The best performance for damage detection by real-world EMI data was given by the combination of the developed data preprocessing with a One-Class SVM anomaly detection model. Misclassifications were only given for radial debonding sizes below 2.5 mm, i.e., debondings smaller than the honeycomb core’s cell size. The best performance for damage size estimation by real-world EMI data (1.7 mm MSE and 0.01 mm standard deviation) was given by the combination of the developed data preprocessing with a KNN regression model, which clearly outperformed a previous method used as a benchmark. Both the damage detection and the size estimation models were cross-validated, and showed high consistency in their results.
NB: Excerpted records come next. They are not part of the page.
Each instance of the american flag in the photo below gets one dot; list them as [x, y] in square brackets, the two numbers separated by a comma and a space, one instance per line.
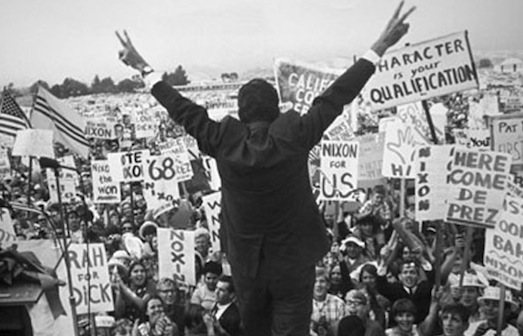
[53, 114]
[12, 118]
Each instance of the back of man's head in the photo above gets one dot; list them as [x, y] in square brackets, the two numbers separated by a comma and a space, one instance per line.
[258, 101]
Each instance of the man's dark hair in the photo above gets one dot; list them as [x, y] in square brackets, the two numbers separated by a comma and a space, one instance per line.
[228, 280]
[402, 306]
[456, 309]
[258, 101]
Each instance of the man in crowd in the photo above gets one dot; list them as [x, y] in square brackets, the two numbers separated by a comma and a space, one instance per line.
[226, 313]
[490, 306]
[454, 319]
[205, 294]
[168, 291]
[409, 287]
[273, 230]
[358, 305]
[327, 309]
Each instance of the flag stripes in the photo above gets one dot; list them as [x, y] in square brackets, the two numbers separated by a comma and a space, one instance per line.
[61, 123]
[12, 118]
[67, 124]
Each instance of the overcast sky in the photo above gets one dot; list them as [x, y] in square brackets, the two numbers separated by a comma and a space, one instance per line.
[54, 39]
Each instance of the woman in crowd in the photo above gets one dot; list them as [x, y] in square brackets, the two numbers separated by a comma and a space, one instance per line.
[154, 321]
[378, 303]
[130, 298]
[340, 281]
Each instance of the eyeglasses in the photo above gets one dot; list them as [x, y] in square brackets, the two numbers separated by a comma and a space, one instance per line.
[354, 303]
[167, 291]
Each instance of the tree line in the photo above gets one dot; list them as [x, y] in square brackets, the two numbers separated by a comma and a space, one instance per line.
[71, 87]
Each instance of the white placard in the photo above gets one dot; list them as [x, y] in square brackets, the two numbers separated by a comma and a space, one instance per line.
[503, 256]
[128, 166]
[213, 208]
[421, 71]
[339, 169]
[89, 268]
[476, 184]
[105, 189]
[34, 142]
[401, 141]
[176, 255]
[431, 182]
[7, 231]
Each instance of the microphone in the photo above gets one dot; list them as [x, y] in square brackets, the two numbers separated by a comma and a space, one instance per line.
[46, 162]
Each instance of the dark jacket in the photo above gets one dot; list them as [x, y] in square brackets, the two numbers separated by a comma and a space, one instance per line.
[267, 203]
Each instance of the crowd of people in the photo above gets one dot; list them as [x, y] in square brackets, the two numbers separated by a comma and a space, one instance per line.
[370, 272]
[384, 274]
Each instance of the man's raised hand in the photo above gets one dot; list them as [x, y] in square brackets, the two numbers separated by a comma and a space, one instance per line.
[129, 55]
[396, 28]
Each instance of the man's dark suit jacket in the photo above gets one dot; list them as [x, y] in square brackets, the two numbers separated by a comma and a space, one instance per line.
[268, 208]
[231, 320]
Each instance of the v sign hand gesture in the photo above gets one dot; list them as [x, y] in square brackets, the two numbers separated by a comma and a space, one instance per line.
[130, 56]
[396, 28]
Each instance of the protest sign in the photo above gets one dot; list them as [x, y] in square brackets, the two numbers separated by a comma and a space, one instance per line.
[105, 189]
[176, 255]
[34, 142]
[7, 231]
[128, 166]
[476, 183]
[472, 138]
[514, 190]
[212, 206]
[415, 115]
[175, 151]
[340, 129]
[511, 101]
[67, 188]
[339, 169]
[507, 137]
[431, 182]
[90, 275]
[371, 157]
[220, 106]
[401, 140]
[145, 125]
[299, 83]
[5, 164]
[7, 140]
[100, 128]
[421, 71]
[160, 180]
[503, 256]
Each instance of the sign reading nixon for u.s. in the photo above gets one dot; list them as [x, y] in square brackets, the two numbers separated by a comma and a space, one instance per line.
[477, 183]
[339, 169]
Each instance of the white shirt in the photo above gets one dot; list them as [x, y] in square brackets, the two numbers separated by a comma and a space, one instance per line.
[220, 309]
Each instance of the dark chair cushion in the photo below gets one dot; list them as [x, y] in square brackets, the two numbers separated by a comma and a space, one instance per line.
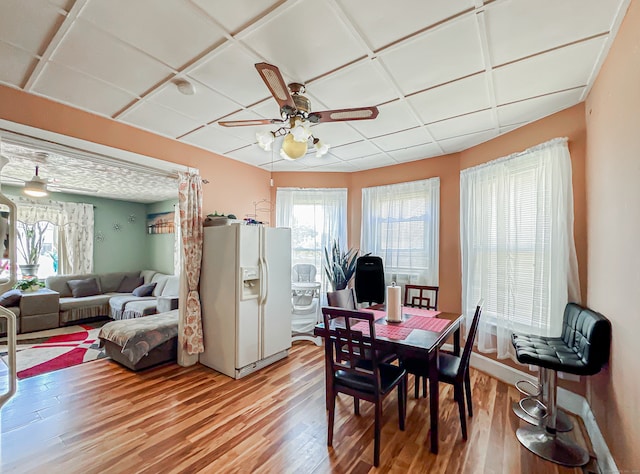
[10, 298]
[87, 287]
[582, 349]
[144, 290]
[389, 376]
[130, 283]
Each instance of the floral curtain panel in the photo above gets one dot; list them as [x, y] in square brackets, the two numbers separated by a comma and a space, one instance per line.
[190, 204]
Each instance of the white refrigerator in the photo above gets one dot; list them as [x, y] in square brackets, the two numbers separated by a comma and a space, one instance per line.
[245, 290]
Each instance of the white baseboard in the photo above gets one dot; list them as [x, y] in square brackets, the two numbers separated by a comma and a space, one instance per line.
[568, 400]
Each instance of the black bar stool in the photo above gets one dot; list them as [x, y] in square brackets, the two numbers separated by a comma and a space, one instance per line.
[582, 349]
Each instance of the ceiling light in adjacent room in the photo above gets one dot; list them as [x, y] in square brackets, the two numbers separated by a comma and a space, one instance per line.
[185, 87]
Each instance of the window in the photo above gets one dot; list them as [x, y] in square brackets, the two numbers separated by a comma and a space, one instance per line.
[37, 246]
[316, 217]
[400, 223]
[518, 253]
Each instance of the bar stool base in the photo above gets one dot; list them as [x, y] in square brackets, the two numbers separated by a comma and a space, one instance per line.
[563, 423]
[553, 448]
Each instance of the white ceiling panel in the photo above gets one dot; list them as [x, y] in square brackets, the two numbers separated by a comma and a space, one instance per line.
[354, 150]
[516, 30]
[453, 99]
[15, 64]
[232, 72]
[383, 22]
[402, 139]
[172, 31]
[414, 153]
[71, 87]
[233, 16]
[324, 42]
[534, 109]
[439, 56]
[393, 117]
[215, 139]
[425, 65]
[453, 145]
[463, 125]
[360, 85]
[87, 49]
[28, 25]
[372, 161]
[204, 106]
[167, 122]
[557, 70]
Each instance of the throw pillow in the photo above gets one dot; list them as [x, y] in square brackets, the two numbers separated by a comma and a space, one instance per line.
[80, 288]
[10, 298]
[144, 290]
[128, 284]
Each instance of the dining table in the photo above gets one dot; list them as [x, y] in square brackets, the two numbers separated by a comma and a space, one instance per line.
[420, 334]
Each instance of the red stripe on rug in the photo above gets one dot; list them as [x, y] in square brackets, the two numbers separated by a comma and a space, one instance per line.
[68, 359]
[75, 336]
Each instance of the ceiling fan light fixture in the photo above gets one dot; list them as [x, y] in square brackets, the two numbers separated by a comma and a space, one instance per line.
[35, 188]
[292, 149]
[265, 140]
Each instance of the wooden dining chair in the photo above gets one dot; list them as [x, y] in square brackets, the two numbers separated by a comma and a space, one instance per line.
[421, 296]
[453, 370]
[342, 298]
[354, 369]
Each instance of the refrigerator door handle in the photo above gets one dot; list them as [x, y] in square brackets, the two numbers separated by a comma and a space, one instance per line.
[264, 266]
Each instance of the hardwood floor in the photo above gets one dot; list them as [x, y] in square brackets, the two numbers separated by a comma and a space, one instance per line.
[100, 417]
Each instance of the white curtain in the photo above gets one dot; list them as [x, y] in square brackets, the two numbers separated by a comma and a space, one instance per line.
[400, 223]
[75, 224]
[76, 238]
[316, 217]
[177, 242]
[518, 252]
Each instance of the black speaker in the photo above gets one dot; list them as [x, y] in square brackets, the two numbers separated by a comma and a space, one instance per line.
[369, 279]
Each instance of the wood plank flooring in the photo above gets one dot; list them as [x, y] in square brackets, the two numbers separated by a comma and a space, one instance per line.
[100, 417]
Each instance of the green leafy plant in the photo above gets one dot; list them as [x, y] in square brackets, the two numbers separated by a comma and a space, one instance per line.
[28, 283]
[30, 240]
[339, 265]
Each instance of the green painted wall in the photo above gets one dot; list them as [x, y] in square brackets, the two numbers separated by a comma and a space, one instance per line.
[160, 246]
[125, 249]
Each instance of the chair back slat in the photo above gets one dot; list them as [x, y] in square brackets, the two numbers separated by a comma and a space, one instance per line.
[468, 345]
[426, 297]
[352, 351]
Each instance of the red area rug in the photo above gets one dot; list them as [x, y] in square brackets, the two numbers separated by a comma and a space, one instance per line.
[46, 351]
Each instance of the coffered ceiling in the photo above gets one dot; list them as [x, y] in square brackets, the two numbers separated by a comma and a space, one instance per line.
[445, 75]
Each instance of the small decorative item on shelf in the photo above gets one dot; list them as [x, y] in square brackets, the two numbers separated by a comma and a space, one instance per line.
[219, 219]
[29, 284]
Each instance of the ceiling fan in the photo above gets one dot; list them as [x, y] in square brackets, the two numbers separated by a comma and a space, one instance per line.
[40, 187]
[296, 116]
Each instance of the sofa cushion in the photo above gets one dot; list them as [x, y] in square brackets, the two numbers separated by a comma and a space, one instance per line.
[86, 287]
[144, 290]
[109, 282]
[10, 298]
[172, 286]
[130, 283]
[59, 282]
[68, 303]
[160, 279]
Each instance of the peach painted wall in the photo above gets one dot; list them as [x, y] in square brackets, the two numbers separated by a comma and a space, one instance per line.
[613, 200]
[232, 188]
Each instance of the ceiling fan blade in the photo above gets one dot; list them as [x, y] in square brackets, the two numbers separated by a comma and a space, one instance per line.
[341, 115]
[245, 123]
[271, 76]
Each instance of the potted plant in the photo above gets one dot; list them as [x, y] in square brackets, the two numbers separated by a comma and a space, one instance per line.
[339, 265]
[30, 240]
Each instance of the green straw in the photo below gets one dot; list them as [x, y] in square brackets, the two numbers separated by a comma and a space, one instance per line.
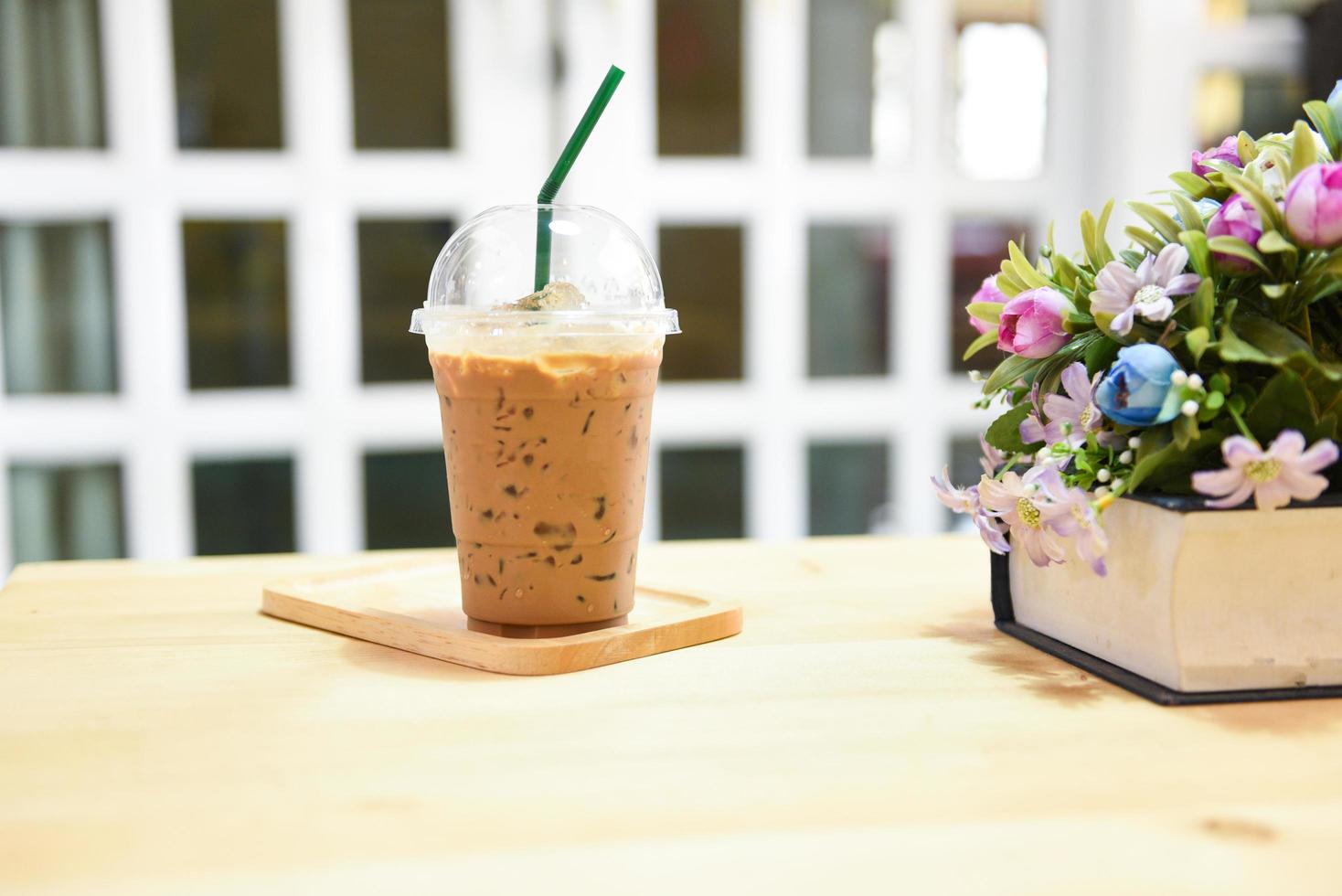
[561, 171]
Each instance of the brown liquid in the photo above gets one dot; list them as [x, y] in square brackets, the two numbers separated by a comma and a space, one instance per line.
[547, 465]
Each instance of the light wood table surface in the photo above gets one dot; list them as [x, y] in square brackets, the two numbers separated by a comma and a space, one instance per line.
[868, 731]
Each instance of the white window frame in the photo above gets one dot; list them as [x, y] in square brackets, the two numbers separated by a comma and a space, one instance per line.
[501, 74]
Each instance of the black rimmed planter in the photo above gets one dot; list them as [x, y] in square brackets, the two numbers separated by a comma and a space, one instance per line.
[1198, 605]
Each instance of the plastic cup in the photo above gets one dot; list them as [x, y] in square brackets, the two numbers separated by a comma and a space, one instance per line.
[547, 407]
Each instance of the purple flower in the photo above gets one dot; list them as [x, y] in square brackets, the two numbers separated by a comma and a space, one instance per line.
[1273, 478]
[1080, 522]
[1122, 293]
[986, 293]
[1031, 325]
[965, 500]
[1070, 416]
[992, 459]
[1227, 152]
[1021, 503]
[1236, 218]
[1314, 206]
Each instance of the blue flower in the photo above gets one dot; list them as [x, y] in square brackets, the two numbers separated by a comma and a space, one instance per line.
[1137, 389]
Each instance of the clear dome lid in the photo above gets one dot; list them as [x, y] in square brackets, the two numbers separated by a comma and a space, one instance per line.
[602, 278]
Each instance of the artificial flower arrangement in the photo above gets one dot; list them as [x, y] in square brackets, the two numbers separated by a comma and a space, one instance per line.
[1203, 358]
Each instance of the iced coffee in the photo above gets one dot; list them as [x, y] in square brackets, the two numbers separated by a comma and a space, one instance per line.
[547, 408]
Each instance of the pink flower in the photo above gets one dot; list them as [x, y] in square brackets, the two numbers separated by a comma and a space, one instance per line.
[1070, 416]
[1314, 206]
[1026, 507]
[1273, 478]
[1124, 293]
[1080, 522]
[1227, 152]
[1032, 324]
[986, 293]
[1236, 218]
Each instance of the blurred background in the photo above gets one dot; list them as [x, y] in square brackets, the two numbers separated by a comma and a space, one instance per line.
[218, 215]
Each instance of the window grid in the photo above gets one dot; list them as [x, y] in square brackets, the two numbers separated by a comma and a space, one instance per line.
[321, 187]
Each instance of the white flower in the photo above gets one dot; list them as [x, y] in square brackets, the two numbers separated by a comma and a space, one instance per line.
[1273, 478]
[1018, 502]
[1124, 293]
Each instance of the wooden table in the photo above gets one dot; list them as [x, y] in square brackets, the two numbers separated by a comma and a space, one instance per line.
[868, 731]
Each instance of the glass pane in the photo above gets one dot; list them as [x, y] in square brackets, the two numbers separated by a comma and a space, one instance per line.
[1230, 101]
[699, 77]
[977, 252]
[237, 304]
[848, 483]
[702, 493]
[50, 74]
[66, 511]
[842, 74]
[406, 500]
[393, 263]
[399, 52]
[1230, 12]
[848, 299]
[57, 307]
[702, 274]
[243, 506]
[963, 462]
[226, 57]
[1001, 70]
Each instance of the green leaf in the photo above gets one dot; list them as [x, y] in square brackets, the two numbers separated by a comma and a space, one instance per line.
[1163, 223]
[1283, 404]
[1192, 184]
[1188, 213]
[1239, 249]
[1204, 304]
[1089, 240]
[1157, 445]
[1262, 203]
[1327, 125]
[1101, 241]
[1198, 339]
[1064, 270]
[1100, 356]
[1236, 350]
[1198, 252]
[1270, 338]
[1304, 149]
[1273, 243]
[985, 312]
[1184, 430]
[980, 344]
[1008, 372]
[1008, 282]
[1247, 148]
[1004, 433]
[1026, 272]
[1146, 240]
[1166, 467]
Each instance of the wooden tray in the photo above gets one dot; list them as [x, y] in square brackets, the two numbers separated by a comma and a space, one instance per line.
[416, 608]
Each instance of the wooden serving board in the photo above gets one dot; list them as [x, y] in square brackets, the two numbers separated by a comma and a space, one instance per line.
[416, 608]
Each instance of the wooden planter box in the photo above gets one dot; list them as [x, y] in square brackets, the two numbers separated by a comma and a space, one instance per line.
[1198, 605]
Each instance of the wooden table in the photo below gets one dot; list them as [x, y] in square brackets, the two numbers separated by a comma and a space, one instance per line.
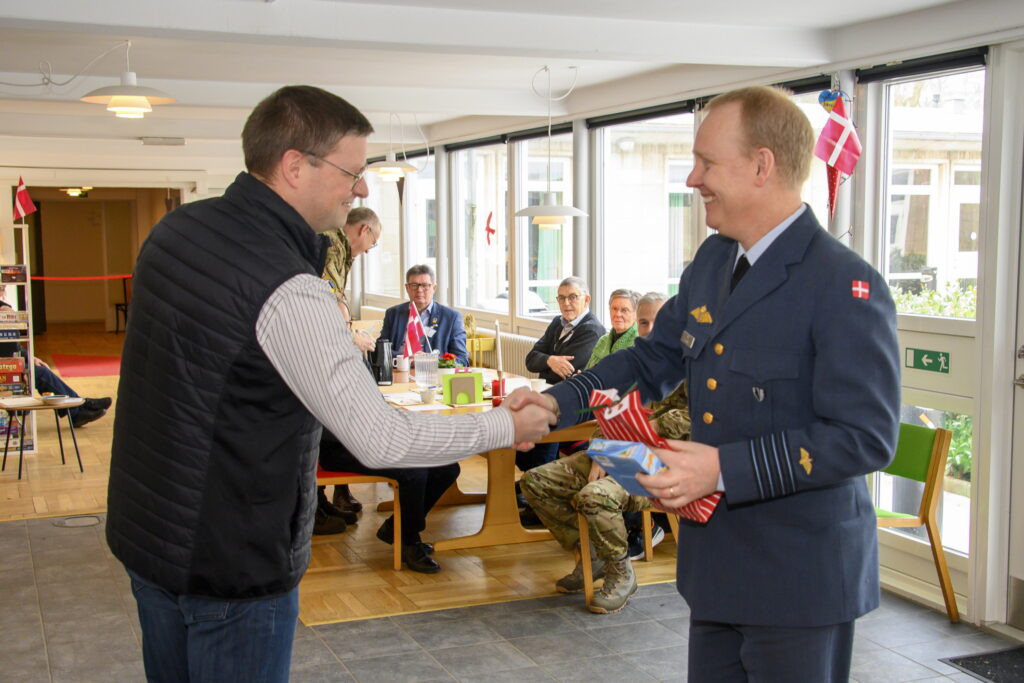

Furthermore, the physics-based two-step approach demonstrated robustness against unknown artificial disturbances that were applied during real-world data acquisition. Data preprocessing was identified as the key factor in the performance of the proposed two-step evaluation approach, which—after comprehensive data exploration—found the consideration of a frequency range between 1.3 kHz and 24 kHz to be sufficient. This strongly reduced the ML model complexity, and allowed for a less discretized FE model, leading to a significant reduction in the simulation costs of the synthetic data.
However, the application of synthetic data-based features to the evaluation of real-world EMI measurement data still requires calibration to baseline measurements, to overcome the strong simplifications of the used FE model—a drawback that shall be addressed in future research. Future research must also investigate the proposed approach’s applicability to other important materials (e.g., composites) and their peculiar damage types, and damage evaluation with distant sensors. In addition, damage assessment with more remote sensors, and the extension of the approach to data fusion of a sensor network, need to be addressed.
The present work is also intended to promote future research in the field, by providing the complete EMI spectra data and the full code for data exploration, data preprocessing, and data evaluation (access see: Data Availability Statement).